How often do you hear “I’m bored!”? For many math teachers it’s way too often! Fortunately for teachers and students, math doesn’t have to be boring anymore!
One of the best ways to boost engagement and motivation is to make content interesting and relevant to students. Multimedia makes it extremely easy to accomplish these goals! We now have unlimited access to images and videos that can enhance math instruction and give some relevance to the math concepts we teach. We also have the ability to easily create our own images and videos for learning. Best of all it doesn’t have to take much time and effort on the part of the teacher to make this happen!
Recently infographics have become very popular. This is great news for math teachers because infographics are just one more form of multimedia that we can use to make math interesting and relevant. Infographics are filled with statistics that can be used to start mathematical discussions. Infographics can also be used to replace worksheets. Rather than giving students a worksheet with proportions to solve, give them and infographic and have them solve proportions based on the true statistics. In addition to presenting “real” statistics and information, infographics are often based on topics that many students would find interesting.

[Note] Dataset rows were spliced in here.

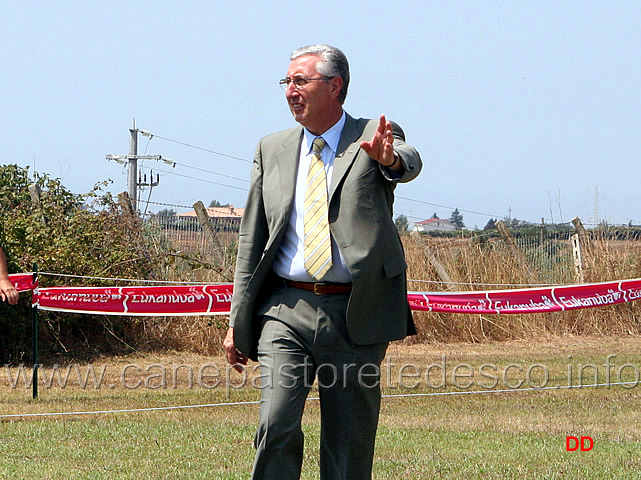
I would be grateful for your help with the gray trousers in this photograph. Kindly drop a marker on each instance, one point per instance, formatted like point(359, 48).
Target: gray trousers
point(304, 336)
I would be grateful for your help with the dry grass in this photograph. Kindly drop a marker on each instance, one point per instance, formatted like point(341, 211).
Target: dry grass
point(473, 262)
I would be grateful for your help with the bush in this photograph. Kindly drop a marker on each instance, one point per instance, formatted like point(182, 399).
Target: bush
point(85, 235)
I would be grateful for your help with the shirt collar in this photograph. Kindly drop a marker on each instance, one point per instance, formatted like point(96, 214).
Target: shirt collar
point(331, 136)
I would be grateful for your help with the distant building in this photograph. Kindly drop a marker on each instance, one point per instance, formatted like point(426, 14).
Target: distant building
point(222, 218)
point(434, 225)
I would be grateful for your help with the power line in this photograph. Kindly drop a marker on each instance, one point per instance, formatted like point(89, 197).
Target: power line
point(152, 135)
point(203, 180)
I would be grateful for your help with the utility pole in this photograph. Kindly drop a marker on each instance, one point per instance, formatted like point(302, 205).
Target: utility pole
point(132, 172)
point(135, 178)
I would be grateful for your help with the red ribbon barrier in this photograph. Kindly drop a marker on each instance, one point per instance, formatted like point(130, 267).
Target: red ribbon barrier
point(137, 301)
point(216, 299)
point(529, 300)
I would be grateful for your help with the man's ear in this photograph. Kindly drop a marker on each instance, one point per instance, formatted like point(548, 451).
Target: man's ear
point(336, 84)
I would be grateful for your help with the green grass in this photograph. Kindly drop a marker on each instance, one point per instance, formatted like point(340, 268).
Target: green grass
point(491, 435)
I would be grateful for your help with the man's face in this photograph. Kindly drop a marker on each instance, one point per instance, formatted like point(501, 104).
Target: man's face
point(316, 105)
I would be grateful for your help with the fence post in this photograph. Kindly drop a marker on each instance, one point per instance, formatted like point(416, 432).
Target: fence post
point(585, 246)
point(34, 192)
point(34, 336)
point(125, 203)
point(577, 254)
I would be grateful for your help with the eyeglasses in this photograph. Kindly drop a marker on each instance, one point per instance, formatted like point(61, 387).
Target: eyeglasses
point(299, 82)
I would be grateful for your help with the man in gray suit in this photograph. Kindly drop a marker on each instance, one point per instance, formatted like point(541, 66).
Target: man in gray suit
point(331, 323)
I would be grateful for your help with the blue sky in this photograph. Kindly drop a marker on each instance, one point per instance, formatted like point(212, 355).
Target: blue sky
point(528, 109)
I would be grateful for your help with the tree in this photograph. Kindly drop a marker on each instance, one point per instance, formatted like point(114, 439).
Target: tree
point(80, 234)
point(457, 219)
point(402, 224)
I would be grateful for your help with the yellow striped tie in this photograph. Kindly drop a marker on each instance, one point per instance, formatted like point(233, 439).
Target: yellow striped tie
point(318, 247)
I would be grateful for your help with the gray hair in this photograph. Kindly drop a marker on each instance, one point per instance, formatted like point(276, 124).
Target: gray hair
point(332, 63)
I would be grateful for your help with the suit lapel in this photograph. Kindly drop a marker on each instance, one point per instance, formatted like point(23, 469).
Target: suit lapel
point(287, 162)
point(347, 150)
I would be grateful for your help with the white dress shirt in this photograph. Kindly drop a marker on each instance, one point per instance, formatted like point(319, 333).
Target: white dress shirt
point(290, 258)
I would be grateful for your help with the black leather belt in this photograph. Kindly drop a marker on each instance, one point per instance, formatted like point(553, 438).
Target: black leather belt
point(321, 288)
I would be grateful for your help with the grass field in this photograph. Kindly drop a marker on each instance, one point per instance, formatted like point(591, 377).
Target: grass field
point(459, 435)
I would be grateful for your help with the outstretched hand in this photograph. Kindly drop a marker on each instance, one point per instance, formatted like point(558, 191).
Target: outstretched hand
point(8, 292)
point(381, 146)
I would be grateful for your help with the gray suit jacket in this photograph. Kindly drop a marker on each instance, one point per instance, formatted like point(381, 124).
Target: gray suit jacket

Some infographics that I’ve recently come across:
· The First 48 Hours of Mozilla (Firefox browser) http://loledservices.blogspot.com/2011/03/infographic-first-48-hours-of-mozilla.html
· Statistics About Japan (Statistics from the Japan Disaster) http://loledservices.blogspot.com/2011/03/infographic-statistics-about-japan.html
· The History of Apple’s iPod http://www.digitalsurgeons.com/ipod-timeline-infographic/
· The Business of Facebook http://www.fastcompany.com/magazine/154/numerology-the-business-of-facebook.html
This infographic was created by Fast Company. Their blog post about the infographic points out some of the highlights of the data represented in the infographic.
o Facebook has 610,736,920 MEMBER PROFILES. That's once for every ELEVEN people on the planet.
o Analysts estimate that Facebook pulled in $1.86 BILLION in advertising in 2010. That’s expected to grow 118% this year, to $4 billion.
o EVERY 60 SECONDS ON FACEBOOK, USERS send 230,000 messages, update 95,000 statuses, write 80,000 wall posts, tag 65,000 photos, share 50,000 links—and affirm or disparage them all with half a million comments.
With this data students can solve proportions, make graphs, calculate percentages, and make predictions. You could also take surveys of the class and compare the class data with the data from the infographic.
When using infographics with students, it’s important to discuss the fact that the data may change. In the case of the Japan Disaster Infographic some of the data may change, but some will not. In the case of the Mozilla and Facebook infographics the data may have changed before you even have a chance to use it with your students. These discussions may provide additional problems to solve. Just ask some “What if” questions and have students make predictions about how the data is likely to change. You can even follow-up a week or two later by having students look up some of the same statistics to see if their predictions about the rate of change were close.